We report our clinical experience with the first 54 cases of long bone fractures treated with the Fixion IM Nail. This innovative nailing system eliminates the need for interlocking screws and reaming of the medullary canal when the nailing of a long bone fracture is needed, offers a minimally invasive procedure for intramedullary nailing, and significantly reduces fluoroscopy exposure. Biomechanically, the nail assumes the hourglass shape of the medullary canal by its abutment to the medullary walls. The formation of a supporting forces entity, that could be defined as “the bone-nail supporting forces system entity,” becomes practically an integral part of the medullary walls at the points of attachment. In order to avoid using interlocking screws and reaming of the medullary canal when the nailing of a long bone fracture is required, the “FIXION IMN” system was proposed. Since March 1999 we have implanted 54 Fixion Intramedullary Nails for traumatic and pathological fractures in 50 patients with a mean age of 52 years (18 to 85). Among these patients, 33 had humeral fractures, 13 had tibial fractures, and 8 had femoral fractures; the pathological fracture cases consisted of 4 humeral cases and 1 femoral case.
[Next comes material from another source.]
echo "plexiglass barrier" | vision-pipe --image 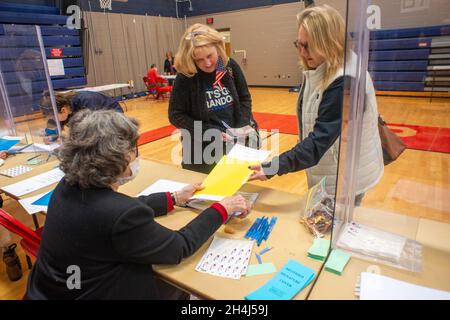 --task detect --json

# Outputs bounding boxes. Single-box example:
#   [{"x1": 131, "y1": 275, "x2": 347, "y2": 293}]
[{"x1": 0, "y1": 25, "x2": 61, "y2": 153}]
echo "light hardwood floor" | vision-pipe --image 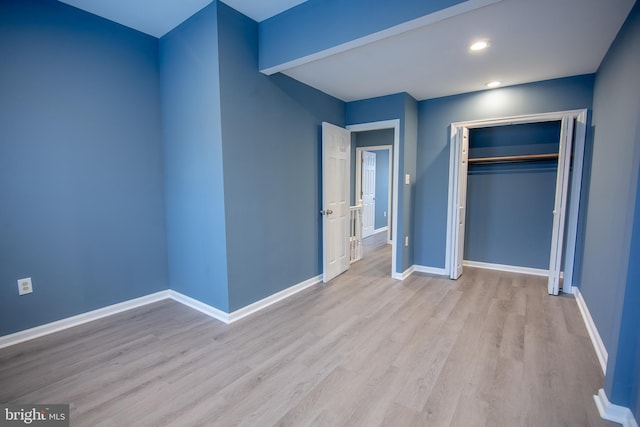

The Fixion IM Nail system consists essentially of four longitudinal bars connected radially by four thin membranes. The nail is sealed proximally with a unidirectional valve. During insertion, the nail is connected to a driver handle which assists with insertion and serves as a conduit for the saline during the expansion process. Inflation of the nail is by means of a pump that connects to the driver handle. Once in position, the nail is expanded by inflation under controlled pressure with saline. The expansion causes abutment of the longitudinal bars to the inner surface of the canal along the entire length, resulting in fixation of the fracture. The procedure is monitored fluoroscopically and clinically to ensure accurate reduction of the fracture. The surgeries were uneventful. Postoperative complications were not reported in any of the cases. The nail was inserted easily and good fixation was achieved. The patients made a complete recovery with early pain-free mobilisation and full range of motion.